Below is an example code which replicates exactly this behavior. I have attempted multiple variations, but none work as expected.

List<Integer> nums = new ArrayList<>();
nums.add(1);
nums.add(2);
nums.add(3);

System.out.println(Arrays.asList(nums, 8, 9).toArray(new Integer[] {}));
System.out.println(Arrays.asList(nums.toArray(new Integer[] {}), 8, 9).toArray(new Integer[] {}));

Arrays.asList(nums, 8, 9) alone results in [[1, 2, 3], 8, 9] and Arrays.asList(nums.toArray(new Integer[] {}), 8, 9) results in [[Ljava.lang.Integer;@15db9742, 8, 9].

The desired output is [1, 2, 3, 8, 9] without too much more code. How can I achieve this while keeping the initial list intact?

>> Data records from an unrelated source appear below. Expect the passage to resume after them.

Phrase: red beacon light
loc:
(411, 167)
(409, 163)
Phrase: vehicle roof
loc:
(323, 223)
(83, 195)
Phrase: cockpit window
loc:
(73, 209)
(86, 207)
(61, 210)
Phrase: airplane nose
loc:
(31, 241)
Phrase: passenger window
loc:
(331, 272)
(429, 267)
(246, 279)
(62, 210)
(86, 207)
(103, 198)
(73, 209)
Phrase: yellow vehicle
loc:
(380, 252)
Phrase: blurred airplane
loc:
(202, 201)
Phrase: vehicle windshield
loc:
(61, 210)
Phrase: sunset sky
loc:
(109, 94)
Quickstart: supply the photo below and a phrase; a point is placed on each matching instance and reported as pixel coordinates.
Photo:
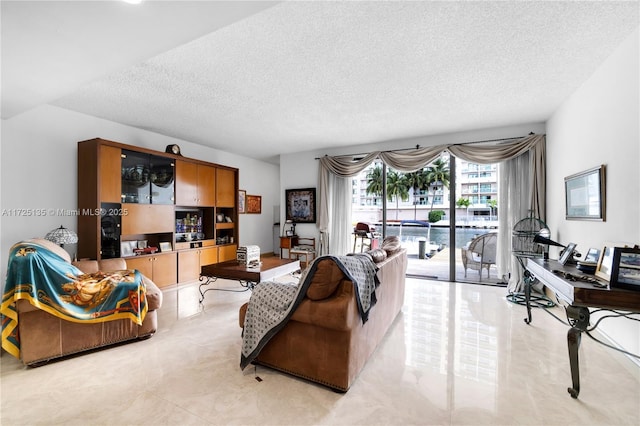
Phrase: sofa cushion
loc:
(378, 255)
(325, 280)
(391, 244)
(87, 266)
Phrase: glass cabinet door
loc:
(162, 180)
(136, 186)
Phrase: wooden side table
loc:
(287, 243)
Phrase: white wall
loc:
(39, 171)
(599, 124)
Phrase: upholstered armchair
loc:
(480, 253)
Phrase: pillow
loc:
(378, 255)
(325, 280)
(391, 244)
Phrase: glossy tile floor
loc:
(458, 354)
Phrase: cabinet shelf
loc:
(225, 225)
(158, 197)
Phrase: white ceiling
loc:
(264, 78)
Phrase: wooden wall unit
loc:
(109, 215)
(197, 184)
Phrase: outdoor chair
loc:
(480, 253)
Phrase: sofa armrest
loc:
(338, 312)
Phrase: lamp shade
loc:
(62, 236)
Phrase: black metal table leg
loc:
(208, 281)
(580, 315)
(528, 282)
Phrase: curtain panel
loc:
(414, 159)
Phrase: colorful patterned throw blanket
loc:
(272, 304)
(52, 284)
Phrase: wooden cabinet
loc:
(161, 268)
(147, 219)
(127, 194)
(110, 182)
(195, 184)
(226, 191)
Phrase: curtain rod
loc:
(418, 146)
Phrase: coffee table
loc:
(269, 268)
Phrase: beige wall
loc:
(39, 171)
(599, 124)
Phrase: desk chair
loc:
(306, 248)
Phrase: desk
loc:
(269, 268)
(580, 296)
(288, 243)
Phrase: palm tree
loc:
(438, 173)
(493, 204)
(397, 187)
(417, 181)
(374, 181)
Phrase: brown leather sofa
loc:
(325, 340)
(44, 337)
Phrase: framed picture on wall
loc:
(301, 205)
(254, 204)
(585, 195)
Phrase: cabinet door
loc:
(165, 269)
(206, 185)
(208, 256)
(225, 188)
(147, 219)
(142, 264)
(188, 266)
(109, 178)
(186, 183)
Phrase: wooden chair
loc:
(306, 249)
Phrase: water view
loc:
(434, 235)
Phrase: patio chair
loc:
(480, 253)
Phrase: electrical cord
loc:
(616, 314)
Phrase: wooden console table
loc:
(580, 296)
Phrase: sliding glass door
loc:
(439, 213)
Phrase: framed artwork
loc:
(567, 253)
(242, 201)
(605, 261)
(301, 205)
(254, 204)
(625, 270)
(585, 195)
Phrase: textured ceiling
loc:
(270, 78)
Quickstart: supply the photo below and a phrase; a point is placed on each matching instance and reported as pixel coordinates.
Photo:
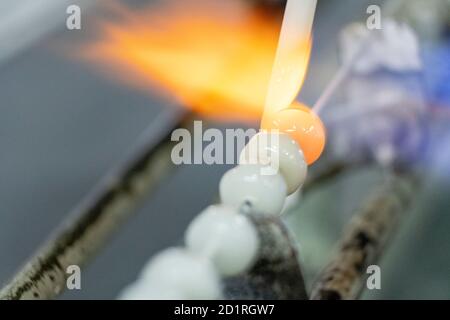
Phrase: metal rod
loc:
(364, 241)
(99, 215)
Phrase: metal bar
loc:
(97, 218)
(365, 239)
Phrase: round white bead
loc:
(282, 152)
(247, 184)
(192, 276)
(228, 238)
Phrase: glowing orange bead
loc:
(303, 125)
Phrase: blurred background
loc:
(65, 120)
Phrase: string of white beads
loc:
(247, 183)
(220, 241)
(281, 152)
(228, 238)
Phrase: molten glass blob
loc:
(303, 125)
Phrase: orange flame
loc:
(215, 57)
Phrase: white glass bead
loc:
(264, 147)
(245, 184)
(193, 276)
(228, 238)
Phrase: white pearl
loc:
(282, 152)
(247, 183)
(228, 238)
(194, 277)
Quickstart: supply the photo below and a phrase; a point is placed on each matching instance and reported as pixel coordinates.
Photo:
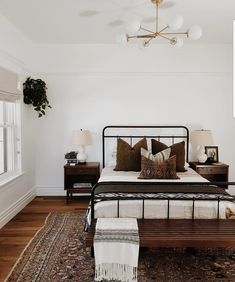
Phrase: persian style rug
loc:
(58, 253)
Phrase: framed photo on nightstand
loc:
(212, 154)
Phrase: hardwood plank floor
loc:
(17, 233)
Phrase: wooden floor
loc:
(15, 235)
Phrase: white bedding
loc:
(158, 208)
(108, 174)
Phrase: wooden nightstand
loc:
(212, 172)
(81, 173)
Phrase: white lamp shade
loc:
(195, 32)
(81, 137)
(122, 38)
(201, 138)
(133, 26)
(176, 23)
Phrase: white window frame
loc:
(12, 146)
(234, 68)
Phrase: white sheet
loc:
(108, 174)
(158, 208)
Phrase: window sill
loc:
(7, 178)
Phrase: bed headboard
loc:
(168, 134)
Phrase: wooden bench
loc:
(180, 233)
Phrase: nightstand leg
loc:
(67, 197)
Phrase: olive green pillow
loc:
(129, 158)
(177, 149)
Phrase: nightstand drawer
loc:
(88, 172)
(212, 170)
(81, 171)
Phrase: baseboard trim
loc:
(16, 207)
(50, 191)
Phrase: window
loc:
(10, 161)
(10, 147)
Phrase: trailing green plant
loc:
(34, 91)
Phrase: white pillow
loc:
(159, 157)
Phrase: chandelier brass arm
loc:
(173, 37)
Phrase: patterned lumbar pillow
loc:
(154, 170)
(159, 157)
(177, 149)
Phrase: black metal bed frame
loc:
(185, 136)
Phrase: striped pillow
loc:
(159, 157)
(153, 170)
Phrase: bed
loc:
(185, 212)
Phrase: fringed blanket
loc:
(116, 246)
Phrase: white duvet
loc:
(158, 208)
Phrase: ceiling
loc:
(101, 21)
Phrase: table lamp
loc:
(81, 138)
(201, 138)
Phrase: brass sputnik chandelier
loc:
(174, 38)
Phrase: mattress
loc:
(108, 174)
(158, 208)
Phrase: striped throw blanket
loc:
(116, 247)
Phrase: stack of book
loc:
(72, 161)
(81, 186)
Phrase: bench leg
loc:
(92, 252)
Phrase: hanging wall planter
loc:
(34, 91)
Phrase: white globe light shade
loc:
(133, 26)
(176, 23)
(195, 32)
(122, 38)
(177, 42)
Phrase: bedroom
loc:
(93, 82)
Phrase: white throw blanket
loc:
(116, 246)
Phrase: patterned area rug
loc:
(58, 253)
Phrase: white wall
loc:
(97, 85)
(16, 194)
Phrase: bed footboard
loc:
(182, 233)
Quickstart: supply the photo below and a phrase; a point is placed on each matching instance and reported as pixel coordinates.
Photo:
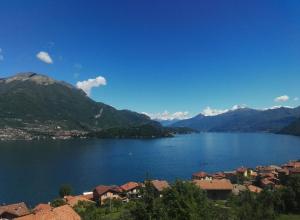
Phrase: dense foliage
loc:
(34, 100)
(65, 190)
(185, 201)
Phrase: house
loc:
(231, 175)
(216, 189)
(42, 207)
(242, 171)
(101, 193)
(219, 176)
(292, 164)
(254, 189)
(265, 182)
(13, 211)
(160, 185)
(131, 189)
(201, 176)
(293, 171)
(73, 200)
(237, 189)
(64, 212)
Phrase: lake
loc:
(34, 171)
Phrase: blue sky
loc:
(160, 55)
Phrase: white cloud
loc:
(277, 106)
(168, 116)
(208, 111)
(45, 57)
(283, 98)
(87, 85)
(77, 66)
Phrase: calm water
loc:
(33, 171)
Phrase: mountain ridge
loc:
(31, 101)
(243, 120)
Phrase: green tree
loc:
(184, 200)
(57, 202)
(65, 190)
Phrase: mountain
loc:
(37, 103)
(167, 122)
(293, 128)
(243, 120)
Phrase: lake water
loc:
(34, 171)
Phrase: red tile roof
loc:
(60, 213)
(129, 186)
(219, 175)
(73, 200)
(18, 209)
(241, 170)
(104, 189)
(223, 184)
(200, 175)
(294, 170)
(42, 207)
(160, 185)
(266, 182)
(254, 189)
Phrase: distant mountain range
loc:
(35, 103)
(293, 128)
(244, 120)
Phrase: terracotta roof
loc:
(18, 209)
(219, 175)
(293, 164)
(294, 170)
(223, 184)
(254, 189)
(63, 212)
(88, 195)
(160, 185)
(129, 186)
(73, 200)
(241, 170)
(103, 189)
(266, 182)
(200, 174)
(42, 207)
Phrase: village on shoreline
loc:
(218, 186)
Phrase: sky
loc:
(169, 59)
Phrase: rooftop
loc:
(223, 184)
(160, 185)
(129, 186)
(18, 209)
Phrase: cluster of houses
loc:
(219, 186)
(100, 194)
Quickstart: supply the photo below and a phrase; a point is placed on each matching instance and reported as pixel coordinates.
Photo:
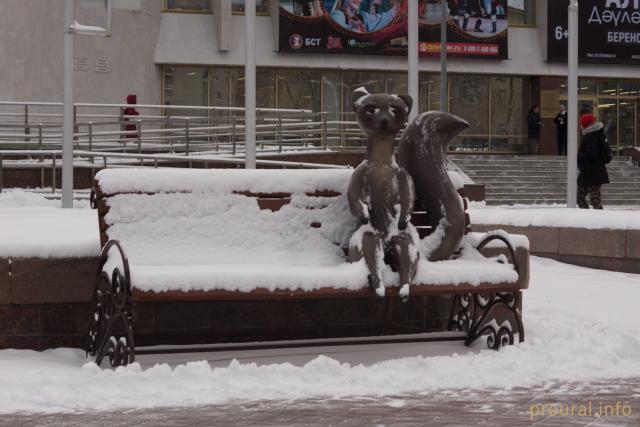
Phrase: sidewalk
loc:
(516, 407)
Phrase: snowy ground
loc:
(581, 325)
(33, 226)
(612, 217)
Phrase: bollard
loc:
(91, 139)
(27, 130)
(186, 135)
(323, 130)
(138, 128)
(53, 174)
(233, 134)
(279, 134)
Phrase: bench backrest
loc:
(217, 215)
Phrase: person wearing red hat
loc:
(131, 111)
(593, 154)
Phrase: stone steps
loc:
(542, 179)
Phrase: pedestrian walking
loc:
(593, 155)
(534, 123)
(561, 127)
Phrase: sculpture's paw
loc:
(377, 286)
(404, 292)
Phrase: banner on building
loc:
(609, 31)
(476, 28)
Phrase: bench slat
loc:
(283, 294)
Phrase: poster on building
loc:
(476, 28)
(609, 31)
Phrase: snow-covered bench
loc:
(233, 234)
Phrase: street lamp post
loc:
(250, 84)
(412, 56)
(572, 108)
(67, 131)
(72, 27)
(444, 96)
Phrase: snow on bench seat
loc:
(201, 230)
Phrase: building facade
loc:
(191, 52)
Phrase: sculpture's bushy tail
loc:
(423, 154)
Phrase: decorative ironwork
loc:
(93, 199)
(476, 314)
(111, 329)
(491, 238)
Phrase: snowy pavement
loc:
(581, 326)
(600, 403)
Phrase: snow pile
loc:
(580, 324)
(48, 232)
(557, 217)
(214, 239)
(171, 180)
(16, 198)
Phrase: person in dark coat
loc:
(591, 162)
(534, 123)
(561, 126)
(131, 111)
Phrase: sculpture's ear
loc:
(358, 96)
(408, 102)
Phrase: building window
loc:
(522, 12)
(262, 6)
(188, 5)
(496, 106)
(185, 86)
(615, 103)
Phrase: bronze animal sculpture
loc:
(423, 154)
(381, 193)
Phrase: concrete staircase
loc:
(542, 179)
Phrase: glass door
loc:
(628, 120)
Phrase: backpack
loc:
(606, 155)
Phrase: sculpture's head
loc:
(380, 113)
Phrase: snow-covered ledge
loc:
(608, 239)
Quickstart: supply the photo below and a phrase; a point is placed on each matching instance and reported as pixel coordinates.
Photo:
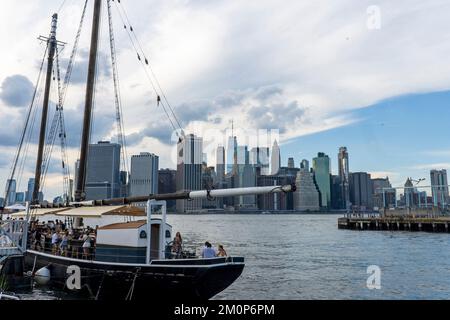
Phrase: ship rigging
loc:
(130, 259)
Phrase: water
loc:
(307, 257)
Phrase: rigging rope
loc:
(145, 62)
(24, 130)
(117, 97)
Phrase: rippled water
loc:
(307, 257)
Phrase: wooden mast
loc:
(80, 194)
(52, 43)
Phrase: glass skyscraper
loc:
(322, 172)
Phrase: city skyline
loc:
(390, 119)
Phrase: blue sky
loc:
(403, 137)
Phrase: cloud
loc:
(431, 166)
(80, 68)
(16, 91)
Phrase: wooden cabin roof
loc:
(126, 225)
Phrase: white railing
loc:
(13, 234)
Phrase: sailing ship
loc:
(132, 261)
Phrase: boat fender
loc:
(42, 276)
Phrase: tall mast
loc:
(51, 55)
(81, 180)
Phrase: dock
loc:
(396, 222)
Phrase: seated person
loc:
(222, 253)
(208, 251)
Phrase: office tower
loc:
(384, 196)
(189, 171)
(322, 171)
(304, 164)
(11, 198)
(275, 159)
(361, 190)
(103, 171)
(291, 163)
(381, 183)
(259, 157)
(246, 178)
(344, 174)
(307, 197)
(231, 155)
(20, 198)
(30, 189)
(336, 193)
(167, 183)
(144, 174)
(439, 188)
(220, 164)
(411, 195)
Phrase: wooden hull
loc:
(193, 279)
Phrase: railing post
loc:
(149, 230)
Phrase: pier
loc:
(400, 220)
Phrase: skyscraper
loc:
(344, 174)
(246, 178)
(168, 184)
(144, 174)
(231, 155)
(322, 171)
(259, 157)
(275, 159)
(30, 189)
(220, 164)
(306, 198)
(361, 190)
(103, 171)
(189, 170)
(291, 163)
(439, 187)
(11, 199)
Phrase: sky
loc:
(370, 75)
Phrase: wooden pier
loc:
(397, 222)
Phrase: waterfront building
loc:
(275, 159)
(274, 202)
(167, 183)
(30, 188)
(11, 199)
(103, 171)
(231, 155)
(259, 157)
(144, 174)
(361, 191)
(307, 197)
(322, 171)
(336, 193)
(344, 174)
(439, 188)
(291, 163)
(411, 197)
(20, 198)
(220, 163)
(189, 171)
(246, 177)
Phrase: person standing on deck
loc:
(208, 251)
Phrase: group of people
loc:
(207, 252)
(56, 238)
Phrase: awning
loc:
(98, 212)
(39, 212)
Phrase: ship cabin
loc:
(127, 242)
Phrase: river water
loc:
(307, 257)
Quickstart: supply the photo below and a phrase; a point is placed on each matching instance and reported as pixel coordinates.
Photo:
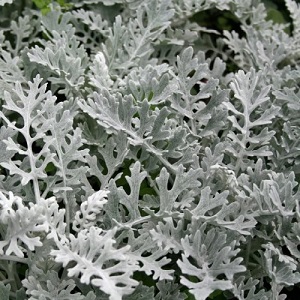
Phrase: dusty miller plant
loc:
(144, 156)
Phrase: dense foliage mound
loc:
(149, 149)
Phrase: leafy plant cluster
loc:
(148, 154)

CodePudding user response:

Three ways to do it (added correct flatMap approach by SgtOmer):

import java.util.ArrayList;
import java.util.Arrays;
import java.util.Collection;
import java.util.List;
import java.util.stream.Stream;
import java.util.stream.IntStream;

public class ArrayStore {
    public static void main(String[] args) {
        List<Integer> nums = new ArrayList<>();
        nums.add(1);
        nums.add(2);
        nums.add(3);

        System.out.println(Arrays.toString(
            Stream.concat(nums.stream(), IntStream.of(8, 9).boxed()).toArray(Integer[]::new)
        ));
        System.out.println(Arrays.toString(
            Stream.concat(nums.stream(), Stream.of(new Integer[]{8, 9})).toArray(Integer[]::new)
        ));
        System.out.println(Arrays.toString(
            Arrays.asList(nums, Arrays.asList(new Integer[]{8, 9})).stream().flatMap(Collection::stream).toArray(Integer[]::new)
        ));
    }
}

produces

$ java ArrayStore.java
[1, 2, 3, 8, 9]
[1, 2, 3, 8, 9]
[1, 2, 3, 8, 9]

CodePudding user response:

Hope this is what you were looking for:

Arrays.asList(mums, [8, 9]).stream()
    .flatMap(Collection::stream)
    .collect(<the collector you want>)

CodePudding user response:

As Sweeper suggested, I implemented an utility function.

The code is now

public static void main(String[] args) {
    List<Integer> nums = new ArrayList<>();
    nums.add(1);
    nums.add(2);
    nums.add(3);
    System.out.println(concat(7, nums, 4, 5, 6));
}
private <T> List<T> concat(T... nums) {
    List<T> result = new ArrayList<>();
    for (T t : nums) {
        if (t instanceof Collection)
            result.addAll((Collection<? extends T>) t);
        else
            result.add(t);
    }
    return result;
}

I am not going for recursion in my code base as I know that I won't be nesting another list within nums. However, recursion can be easily implemented as well, and the call wouldn't even change:

static <T> List<T> concat(T... nums) {
    return concat(new ArrayList<>(), nums);
}

static <T> List<T> concat(List<T> result, T... nums) {
    for (T t : nums) {
        if (t instanceof Collection)
            concat(result, ((Collection<T>) t).toArray((T[]) new Object[] {}));
        else
            result.add(t);
    }
    return result;
}

Overall the advantage of this concat method, is the fact that you can prepend and append at the same time. You can even concatenate multiple lists and also add elements between the lists.